Does the acidic tasted of canned tomatoes 'cook out'? Or am I missing something critical?
Thanks in advance!
SynfulEats7 karma
cooking in aluminum pans with highly acidic ingredients can strip the lining of the pan and you will ultimately consume these toxins, which can be harmful. stainless steel can help
SynfulEats4 karma
yes it started as a travel guide, for weary travelers a long time before the inter webs, could be found at service stations etcs.
SynfulEats14 karma
room temperature and a bit of salt while it tempers, high heat then lowering the temp, not too much oil
Oceanswave4 karma
First I’ve heard of ‘Michelin trained’ - I’ve heard of classically trained but is the intent of Michelin trained to obtain a Michelin star?
ipohan4 karma
Do chef ever get fed up with the long hours?
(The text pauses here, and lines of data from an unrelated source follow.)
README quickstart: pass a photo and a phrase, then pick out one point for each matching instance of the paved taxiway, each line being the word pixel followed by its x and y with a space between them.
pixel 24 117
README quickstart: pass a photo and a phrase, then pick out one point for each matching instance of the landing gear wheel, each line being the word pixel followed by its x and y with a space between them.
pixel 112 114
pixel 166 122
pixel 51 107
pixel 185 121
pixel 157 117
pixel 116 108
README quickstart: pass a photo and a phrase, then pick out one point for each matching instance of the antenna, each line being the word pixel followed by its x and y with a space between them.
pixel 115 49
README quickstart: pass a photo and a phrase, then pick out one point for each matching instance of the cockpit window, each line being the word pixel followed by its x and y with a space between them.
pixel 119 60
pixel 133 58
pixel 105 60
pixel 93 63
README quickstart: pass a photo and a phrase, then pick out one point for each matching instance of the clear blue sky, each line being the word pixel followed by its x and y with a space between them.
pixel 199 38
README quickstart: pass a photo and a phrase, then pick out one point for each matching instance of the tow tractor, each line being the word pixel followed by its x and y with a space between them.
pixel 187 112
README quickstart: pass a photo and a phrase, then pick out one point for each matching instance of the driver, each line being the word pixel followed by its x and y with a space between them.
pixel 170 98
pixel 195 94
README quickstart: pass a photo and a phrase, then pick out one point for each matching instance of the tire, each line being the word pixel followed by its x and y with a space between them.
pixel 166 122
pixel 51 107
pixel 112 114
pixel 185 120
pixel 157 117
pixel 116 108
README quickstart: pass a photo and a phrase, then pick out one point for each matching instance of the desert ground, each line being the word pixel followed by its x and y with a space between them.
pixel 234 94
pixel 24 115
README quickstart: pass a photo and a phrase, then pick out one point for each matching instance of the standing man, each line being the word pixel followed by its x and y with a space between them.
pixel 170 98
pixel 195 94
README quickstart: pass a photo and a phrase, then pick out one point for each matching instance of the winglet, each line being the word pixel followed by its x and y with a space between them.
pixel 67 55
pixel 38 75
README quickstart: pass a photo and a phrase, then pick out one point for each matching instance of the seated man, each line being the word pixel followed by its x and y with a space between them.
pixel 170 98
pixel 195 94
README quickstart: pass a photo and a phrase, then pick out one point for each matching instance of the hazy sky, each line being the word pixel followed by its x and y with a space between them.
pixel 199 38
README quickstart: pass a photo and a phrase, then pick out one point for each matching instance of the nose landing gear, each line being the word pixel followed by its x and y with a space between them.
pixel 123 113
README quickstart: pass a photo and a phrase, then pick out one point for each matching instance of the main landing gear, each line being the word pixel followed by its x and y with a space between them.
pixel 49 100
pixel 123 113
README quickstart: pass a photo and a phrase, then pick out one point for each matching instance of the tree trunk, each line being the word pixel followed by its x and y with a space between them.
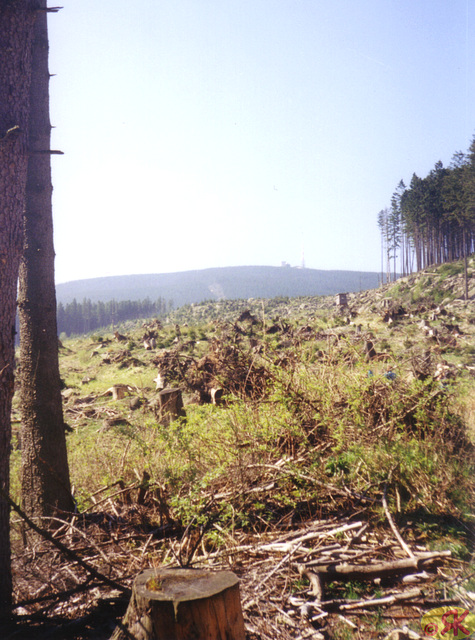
pixel 16 26
pixel 183 604
pixel 45 472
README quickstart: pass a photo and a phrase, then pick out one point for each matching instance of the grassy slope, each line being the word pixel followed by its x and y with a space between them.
pixel 300 392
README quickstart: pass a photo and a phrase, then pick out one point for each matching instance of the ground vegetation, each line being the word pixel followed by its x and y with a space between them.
pixel 333 473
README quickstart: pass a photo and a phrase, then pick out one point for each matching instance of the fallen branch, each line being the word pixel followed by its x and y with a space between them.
pixel 65 550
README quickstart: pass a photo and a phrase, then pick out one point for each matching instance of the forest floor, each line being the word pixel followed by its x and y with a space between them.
pixel 334 475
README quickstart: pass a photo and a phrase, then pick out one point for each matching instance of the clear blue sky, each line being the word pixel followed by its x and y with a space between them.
pixel 203 133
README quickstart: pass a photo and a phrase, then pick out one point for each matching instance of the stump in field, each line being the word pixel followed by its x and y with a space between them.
pixel 183 604
pixel 171 406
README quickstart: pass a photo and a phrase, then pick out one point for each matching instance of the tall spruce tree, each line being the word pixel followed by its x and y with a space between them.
pixel 45 482
pixel 16 28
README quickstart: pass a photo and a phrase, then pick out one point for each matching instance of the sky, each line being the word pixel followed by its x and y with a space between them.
pixel 214 133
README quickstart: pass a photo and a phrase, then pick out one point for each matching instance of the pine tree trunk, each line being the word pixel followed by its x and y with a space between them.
pixel 16 25
pixel 45 472
pixel 183 604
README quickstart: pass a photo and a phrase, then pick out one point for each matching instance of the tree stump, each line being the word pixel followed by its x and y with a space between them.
pixel 171 406
pixel 183 604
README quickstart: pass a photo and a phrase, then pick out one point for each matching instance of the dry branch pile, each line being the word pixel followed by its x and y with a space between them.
pixel 294 577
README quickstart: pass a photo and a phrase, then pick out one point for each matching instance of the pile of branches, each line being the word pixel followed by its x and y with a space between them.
pixel 294 573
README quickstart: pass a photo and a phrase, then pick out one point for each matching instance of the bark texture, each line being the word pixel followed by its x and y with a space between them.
pixel 45 472
pixel 16 25
pixel 183 604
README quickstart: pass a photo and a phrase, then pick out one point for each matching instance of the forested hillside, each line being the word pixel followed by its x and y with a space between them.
pixel 231 283
pixel 432 220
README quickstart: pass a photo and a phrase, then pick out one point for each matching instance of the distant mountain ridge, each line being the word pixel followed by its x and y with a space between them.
pixel 232 283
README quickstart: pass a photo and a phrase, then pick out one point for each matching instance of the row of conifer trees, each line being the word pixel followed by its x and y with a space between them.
pixel 432 220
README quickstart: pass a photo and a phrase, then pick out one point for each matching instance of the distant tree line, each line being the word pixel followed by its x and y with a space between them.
pixel 83 317
pixel 431 221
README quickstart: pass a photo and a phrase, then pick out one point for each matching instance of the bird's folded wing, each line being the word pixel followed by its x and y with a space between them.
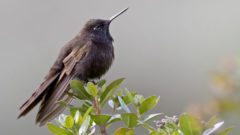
pixel 50 107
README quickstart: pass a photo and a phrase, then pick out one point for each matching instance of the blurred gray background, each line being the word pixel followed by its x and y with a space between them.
pixel 163 47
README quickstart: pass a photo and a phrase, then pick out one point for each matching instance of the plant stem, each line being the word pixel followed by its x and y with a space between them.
pixel 97 109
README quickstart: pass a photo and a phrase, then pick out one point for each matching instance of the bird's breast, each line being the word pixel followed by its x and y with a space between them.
pixel 97 62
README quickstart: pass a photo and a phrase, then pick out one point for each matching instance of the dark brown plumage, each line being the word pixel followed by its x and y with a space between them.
pixel 87 56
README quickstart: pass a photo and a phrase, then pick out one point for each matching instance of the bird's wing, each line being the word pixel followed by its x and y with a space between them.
pixel 49 82
pixel 50 107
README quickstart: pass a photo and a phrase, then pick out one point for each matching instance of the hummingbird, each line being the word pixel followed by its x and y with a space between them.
pixel 87 56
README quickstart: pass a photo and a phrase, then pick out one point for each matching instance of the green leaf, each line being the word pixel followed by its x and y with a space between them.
pixel 176 133
pixel 124 131
pixel 138 99
pixel 87 112
pixel 148 104
pixel 101 83
pixel 57 130
pixel 107 93
pixel 129 98
pixel 213 129
pixel 92 89
pixel 78 88
pixel 212 122
pixel 130 119
pixel 78 118
pixel 84 127
pixel 101 119
pixel 158 133
pixel 123 105
pixel 225 132
pixel 189 125
pixel 69 121
pixel 151 116
pixel 114 118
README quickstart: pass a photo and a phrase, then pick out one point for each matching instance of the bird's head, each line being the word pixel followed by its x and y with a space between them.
pixel 98 29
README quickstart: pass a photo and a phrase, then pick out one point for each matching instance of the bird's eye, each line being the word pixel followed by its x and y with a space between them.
pixel 98 27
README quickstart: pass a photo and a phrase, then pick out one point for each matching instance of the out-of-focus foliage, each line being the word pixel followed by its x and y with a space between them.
pixel 225 86
pixel 130 108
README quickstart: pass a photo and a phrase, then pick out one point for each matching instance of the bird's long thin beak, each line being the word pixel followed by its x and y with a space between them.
pixel 116 15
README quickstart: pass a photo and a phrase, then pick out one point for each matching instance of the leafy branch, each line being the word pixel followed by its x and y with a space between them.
pixel 127 107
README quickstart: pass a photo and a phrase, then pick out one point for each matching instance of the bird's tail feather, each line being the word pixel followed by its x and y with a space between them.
pixel 38 95
pixel 50 107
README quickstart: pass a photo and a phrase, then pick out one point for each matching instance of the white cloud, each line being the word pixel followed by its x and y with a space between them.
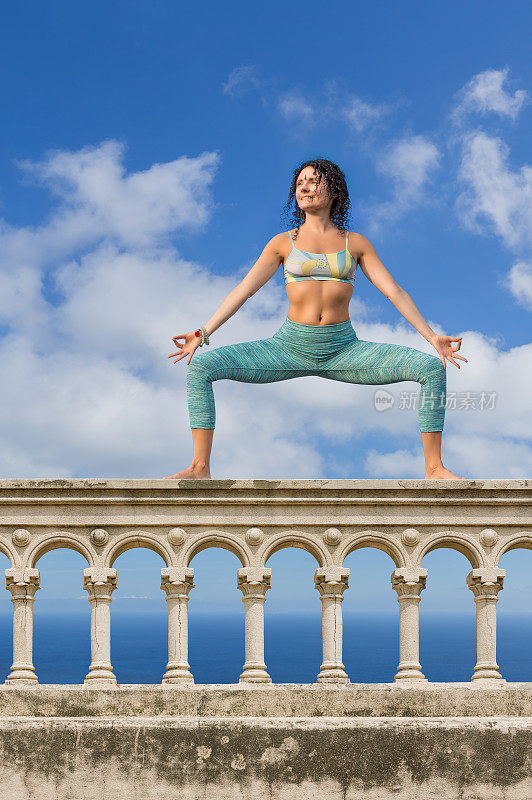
pixel 98 200
pixel 88 389
pixel 494 198
pixel 409 163
pixel 519 282
pixel 485 93
pixel 362 115
pixel 241 80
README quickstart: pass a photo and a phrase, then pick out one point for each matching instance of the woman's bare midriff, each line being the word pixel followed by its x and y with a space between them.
pixel 318 302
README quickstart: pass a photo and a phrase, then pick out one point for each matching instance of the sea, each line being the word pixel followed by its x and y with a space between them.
pixel 139 654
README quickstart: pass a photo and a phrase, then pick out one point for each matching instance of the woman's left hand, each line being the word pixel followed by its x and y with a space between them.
pixel 445 349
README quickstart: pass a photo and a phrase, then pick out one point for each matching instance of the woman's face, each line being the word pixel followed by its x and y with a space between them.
pixel 309 193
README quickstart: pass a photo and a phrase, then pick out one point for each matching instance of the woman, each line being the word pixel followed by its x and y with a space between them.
pixel 317 337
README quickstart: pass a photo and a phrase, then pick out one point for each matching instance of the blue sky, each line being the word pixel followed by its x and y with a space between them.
pixel 146 155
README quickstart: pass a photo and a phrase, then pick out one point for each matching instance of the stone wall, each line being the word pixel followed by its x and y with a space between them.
pixel 371 742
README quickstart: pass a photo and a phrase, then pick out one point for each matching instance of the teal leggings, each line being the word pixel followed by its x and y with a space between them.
pixel 328 351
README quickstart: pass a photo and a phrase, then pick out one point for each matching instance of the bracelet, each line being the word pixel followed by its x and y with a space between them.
pixel 203 335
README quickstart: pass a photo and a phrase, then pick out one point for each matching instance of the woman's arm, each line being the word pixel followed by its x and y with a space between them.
pixel 260 273
pixel 376 272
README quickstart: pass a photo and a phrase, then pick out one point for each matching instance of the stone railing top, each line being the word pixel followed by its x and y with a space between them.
pixel 222 484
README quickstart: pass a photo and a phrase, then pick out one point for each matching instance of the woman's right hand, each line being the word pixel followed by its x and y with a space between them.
pixel 188 348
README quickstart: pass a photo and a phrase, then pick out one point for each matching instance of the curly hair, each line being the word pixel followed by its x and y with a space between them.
pixel 337 186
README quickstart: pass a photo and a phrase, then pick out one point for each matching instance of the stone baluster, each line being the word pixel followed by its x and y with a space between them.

What kind of satisfaction helps you to stay motivated?
SynfulEats6 karma
sure, we all have limits. the love of my beautiful wife and family, also bills
SynfulEats4 karma
As you might be able to imagine I’m a big fan of cookies. I always have some dough in the freezer to pop in the oven and have with a scoop of ice cream. If buying- I’m going with a doughnut or pretty much any viennoiserie!
el_miguel423 karma
Any advice for risotto? Trying to get the texture right, and the creaminess right is just a pain, even when I get close, the whole thing just seems... bland.
SynfulEats5 karma
cook with boiling stock until its all gone add in small increments, parmesan and butter helps at the end season as you go, I love white pepper as well a bit of preserved lemon perhaps
Essexal2 karma
Would you get annoyed if I put ketchup over something you’ve cooked for me?
mydoglikesbroccoli1 karma
Any recommendations on timing, or where to find out more about it? Most of what I make are soups and stews, where you throw everything in and forget about it for a few hours. The taste there is good, but but it seems like for visual appeal and getting spices to behave well one would need to use shorter or more controlled time periods for their dishes. Thank you for the AMA!
SynfulEats3 karma
its all based on the individual recipe or desired purpose, if its just for you focus on nutrition over presentation, if your making for others its ok to focus on presentation uniformity is a easy way to make things look great. can always add spice later in the process or just less to not overwhelm to whole project
SynfulEats2 karma
im sorry!! take a walk and try somewhere new even if its a new market. not medical advise!
ecp81 karma
How can the restaurant industry cope with the rising cost of basic ingredients?
SynfulEats1 karma
its a good question one that not only effects restaurants, they usually have a price break buying in bulk but def still a problem, charge more cut the staff unfortunately
SynfulEats2 karma
Practice, don't be afraid to try new recipes, and get a little better every time, focus on a weakness or area of improvement and work on it for a week, track progress force your self to be disciplined in every aspect! no short cuts
CuppaTeaThreesome1 karma
Are you from the scream at subordinates like a deranged imbecile method of culinary?
If so (or not) what is it about cooking that makes that acceptable?
SynfulEats3 karma
nothing, learnt behavior but it has made great strides with the general awareness of the issue
SynfulEats2 karma
Take out, or braised chicken thighs with any vegetables, grains on hand. sear the kitchen add the veg and grain add water throw in the oven
ShawarmaOrigins0 karma
Alot of recipes will include wine as an ingredient. Regardless of how much is cooked off, it's an ingredient I don't want to use.
What do you suggest to replace red wine that'll still give the dish a similar (it'll never be the same of course) profile?
Thank you, Chefs.
CrmnalQueso542 karma
What is the one thing you would recommend a home chef do to take their skills to the next level?